え?どう言うことだろう…急に攻撃してだなんて…
「あたいでもこれを押さえつけるのは無理っぽい!やるなら早くしておくれ!」
「やっぱこれ知ってるのかよ!つくづくさとり妖怪は相手にしたくなくなるぜ!」
(転移用のマジックアイテムまで知ってるとか知識どうなってやがる?)
そっかそう言うことか!でもそれならお姉ちゃん達の方が攻撃できそうだけど…やっぱりあいつ押さえつけているだけで精一杯らしい。
「相手にされないのが前提の種族ですから」
今転移されると困る。すぐに制圧用の攻撃を2発放つ。
私とほぼ同じタイミングでパルスィさんも同じく弾幕を撃ち出した。
命中まで数秒…お空が射線から外れようとして体をそらす。
「…こうなったらお前ら道連れだこの野郎!」
「きゃ⁉︎」
一瞬だけ力が抜けたところを突かれて腕を抑えつけていたお空が弾き飛ばされてしまう。
慌ててお空に駆け寄り様子を見る…弾き飛ばされた時に左腕を折られたようで変な方向に曲がっちゃってる。
あいつ……許さない…
だけど視線をあいつに戻した私は起こっている出来事を見て驚愕した。
正邪の背中の方に魔法陣のようなものが現れそこから金色に光る鎖が二本飛び出していた。その鎖は自らを拘束しようとしているお姉ちゃん達を自身ごと拘束してしまう。

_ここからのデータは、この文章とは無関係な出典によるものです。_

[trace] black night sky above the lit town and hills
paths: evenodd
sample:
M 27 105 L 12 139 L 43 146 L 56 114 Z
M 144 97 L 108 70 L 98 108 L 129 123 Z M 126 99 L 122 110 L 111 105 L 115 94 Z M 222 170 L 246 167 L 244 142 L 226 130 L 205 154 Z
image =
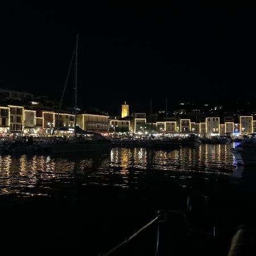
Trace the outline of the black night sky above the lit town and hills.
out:
M 42 5 L 1 1 L 0 88 L 59 100 L 78 33 L 85 108 L 119 111 L 127 101 L 145 111 L 150 98 L 155 109 L 165 108 L 166 97 L 169 108 L 255 98 L 255 2 L 34 2 Z M 73 84 L 71 76 L 71 105 Z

そして手に握った何かを振りかざしてそこに魔力を流し始めた。
「な…何を⁉︎」
攻撃と同時に逃げるはずだったお姉ちゃんとお燐は、あいつに羽交い締めにされ逃げ出すこともできなくなった。
このままじゃお姉ちゃんごと巻き込んじゃう。でも攻撃はもう取り消せない。
パルスィさんもしまったって後悔してしまっているがもう間に合わない。
一瞬、あいつの鎖を引き離してお姉ちゃんがお燐を引っ張って離れようとする姿が見えた。でもその姿も弾幕の中に消えていく。

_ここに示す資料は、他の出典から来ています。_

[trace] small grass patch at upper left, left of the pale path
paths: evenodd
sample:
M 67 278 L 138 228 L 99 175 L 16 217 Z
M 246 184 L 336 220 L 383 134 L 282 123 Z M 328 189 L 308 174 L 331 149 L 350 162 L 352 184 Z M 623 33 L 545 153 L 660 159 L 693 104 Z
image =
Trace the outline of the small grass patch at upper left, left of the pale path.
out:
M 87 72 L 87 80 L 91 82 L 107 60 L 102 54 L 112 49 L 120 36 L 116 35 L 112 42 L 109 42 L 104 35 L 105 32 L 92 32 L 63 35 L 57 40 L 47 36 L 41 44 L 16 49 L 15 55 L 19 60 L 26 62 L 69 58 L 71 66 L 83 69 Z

耳をつんざく爆音と、爆発で生まれたのとは全く違う青色の光が周囲に飛び散る。私もパルスィさんも使った攻撃はあくまで制圧用であってあんなに激しく光や爆発は起こさない。
だけど現実は非情であって…それでいて残酷だった。
光が収まった時、そこには全てがなくなっていた。
居たと思われるところは1メートルほどの円状に綺麗にえぐり取られていて、そこの表面は高熱にさらされたのか赤く溶けていた。